Hi @billi,

I understand that you want to understand the "level of error" from assuming that data have a normal distribution when they really come from a non-normal distribution. Is that correct? That is an interesting question.

Can I ask why you want to do that? Do you have a real situation where you need to do this that you can tell us about?

I am not sure how the data were generated in your example - maybe this is from a real process? But your Compare Distributions analysis suggests that the log-normal distribution might be the best distribution.

Having said that, the Gamma and Normal distributions have a similar AICc. AICc is a measure of goodness-of-fit and we generally say that a difference in AICc of less than 2 is not significant.

So that would suggest that, in this case, that the "level of error" in location/scale/central tendency and dispersion/shape/variance will be small from assuming a normal distribution if the distribution is really log-normal. You can see this from the fitted distributions on the plot - they are almost indistinguishable (especially as they are a similar colour!).

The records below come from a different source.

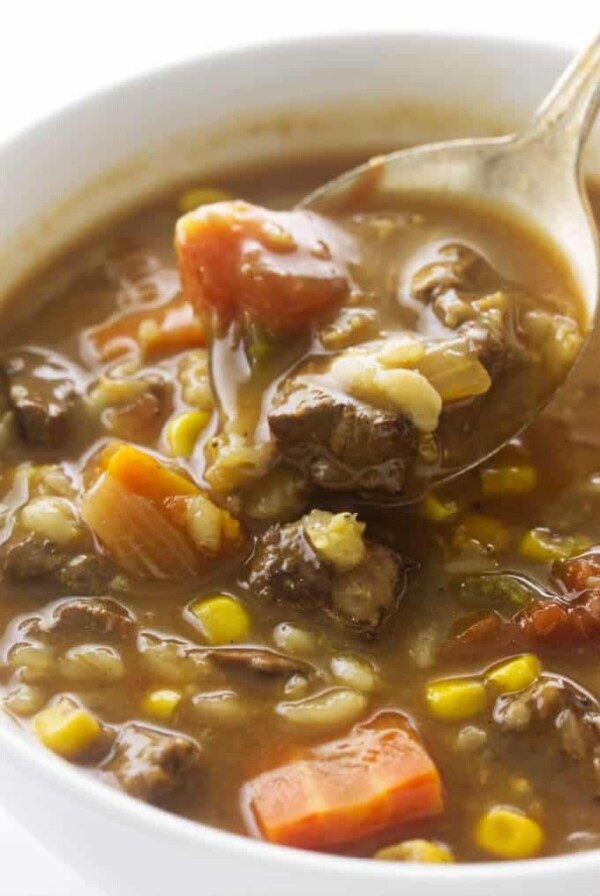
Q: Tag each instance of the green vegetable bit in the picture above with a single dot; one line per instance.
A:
(496, 591)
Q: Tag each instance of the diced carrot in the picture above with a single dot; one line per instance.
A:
(142, 540)
(280, 269)
(165, 329)
(142, 474)
(378, 777)
(154, 521)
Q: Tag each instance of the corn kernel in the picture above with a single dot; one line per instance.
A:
(507, 834)
(438, 510)
(191, 199)
(512, 479)
(416, 851)
(67, 729)
(183, 430)
(479, 529)
(162, 704)
(455, 698)
(515, 674)
(541, 545)
(222, 619)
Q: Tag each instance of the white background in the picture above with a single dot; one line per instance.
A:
(54, 52)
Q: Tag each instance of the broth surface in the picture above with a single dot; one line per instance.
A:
(453, 556)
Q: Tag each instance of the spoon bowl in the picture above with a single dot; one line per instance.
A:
(535, 175)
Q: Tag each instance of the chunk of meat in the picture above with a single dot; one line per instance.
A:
(257, 659)
(153, 765)
(287, 567)
(365, 596)
(34, 557)
(91, 617)
(141, 419)
(557, 708)
(279, 269)
(42, 393)
(341, 444)
(86, 574)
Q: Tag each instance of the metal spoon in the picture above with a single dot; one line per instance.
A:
(536, 173)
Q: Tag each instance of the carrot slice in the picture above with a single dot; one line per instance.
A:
(154, 521)
(142, 474)
(166, 329)
(142, 540)
(378, 777)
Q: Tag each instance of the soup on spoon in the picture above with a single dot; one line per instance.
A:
(383, 339)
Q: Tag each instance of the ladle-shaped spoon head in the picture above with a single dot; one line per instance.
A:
(536, 174)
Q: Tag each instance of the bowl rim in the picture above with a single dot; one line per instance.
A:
(67, 779)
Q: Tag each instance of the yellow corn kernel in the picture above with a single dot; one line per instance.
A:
(67, 729)
(507, 834)
(161, 704)
(455, 698)
(506, 480)
(416, 851)
(191, 199)
(222, 619)
(438, 510)
(486, 532)
(182, 431)
(541, 545)
(515, 674)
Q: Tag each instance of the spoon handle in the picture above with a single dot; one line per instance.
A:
(570, 108)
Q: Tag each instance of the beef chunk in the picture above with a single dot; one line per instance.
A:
(41, 392)
(90, 617)
(31, 558)
(341, 444)
(364, 596)
(286, 566)
(152, 765)
(256, 659)
(86, 574)
(560, 712)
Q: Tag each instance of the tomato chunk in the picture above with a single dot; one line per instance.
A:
(278, 269)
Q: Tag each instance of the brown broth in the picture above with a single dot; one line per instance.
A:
(133, 263)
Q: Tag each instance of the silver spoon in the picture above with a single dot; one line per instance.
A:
(536, 173)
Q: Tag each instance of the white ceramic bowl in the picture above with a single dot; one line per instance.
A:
(64, 175)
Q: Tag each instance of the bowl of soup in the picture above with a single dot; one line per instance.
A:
(257, 635)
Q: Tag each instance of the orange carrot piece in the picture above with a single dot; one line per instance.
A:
(142, 540)
(142, 474)
(378, 777)
(138, 508)
(174, 327)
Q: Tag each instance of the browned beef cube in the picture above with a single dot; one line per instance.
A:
(41, 392)
(286, 567)
(341, 444)
(90, 617)
(152, 765)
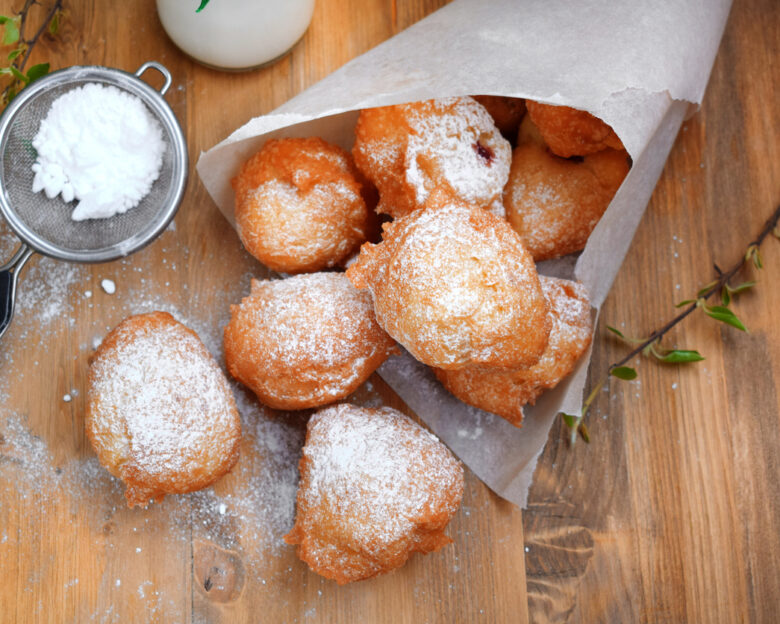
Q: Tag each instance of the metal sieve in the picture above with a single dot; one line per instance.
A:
(44, 225)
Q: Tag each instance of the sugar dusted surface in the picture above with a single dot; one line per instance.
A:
(308, 338)
(454, 285)
(505, 392)
(159, 403)
(370, 480)
(448, 133)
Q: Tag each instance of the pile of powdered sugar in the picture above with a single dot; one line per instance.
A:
(101, 146)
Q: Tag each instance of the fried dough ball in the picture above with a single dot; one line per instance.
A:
(301, 205)
(571, 132)
(304, 341)
(160, 414)
(554, 203)
(505, 392)
(507, 112)
(455, 286)
(409, 150)
(375, 487)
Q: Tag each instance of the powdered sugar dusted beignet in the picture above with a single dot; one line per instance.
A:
(160, 413)
(455, 286)
(507, 112)
(301, 205)
(375, 487)
(451, 144)
(571, 132)
(505, 392)
(304, 341)
(554, 203)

Does that help? Do you have a particular way that you might want to quantify "level of error"? How do you know what is the "correct" distribution in order to then look at the error from assuming an "incorrect" normal distribution?

Phil

Another idea that you might find useful is the Quantile Profiler from the red triangle menu for each fitted distribution. You can use these to compare quantiles. Below you can see the median (Probability = 0.5) and the 10th percentile (Probability = 0.1) estimate for each distribution. Again, this is showing negligible differences between the distributions.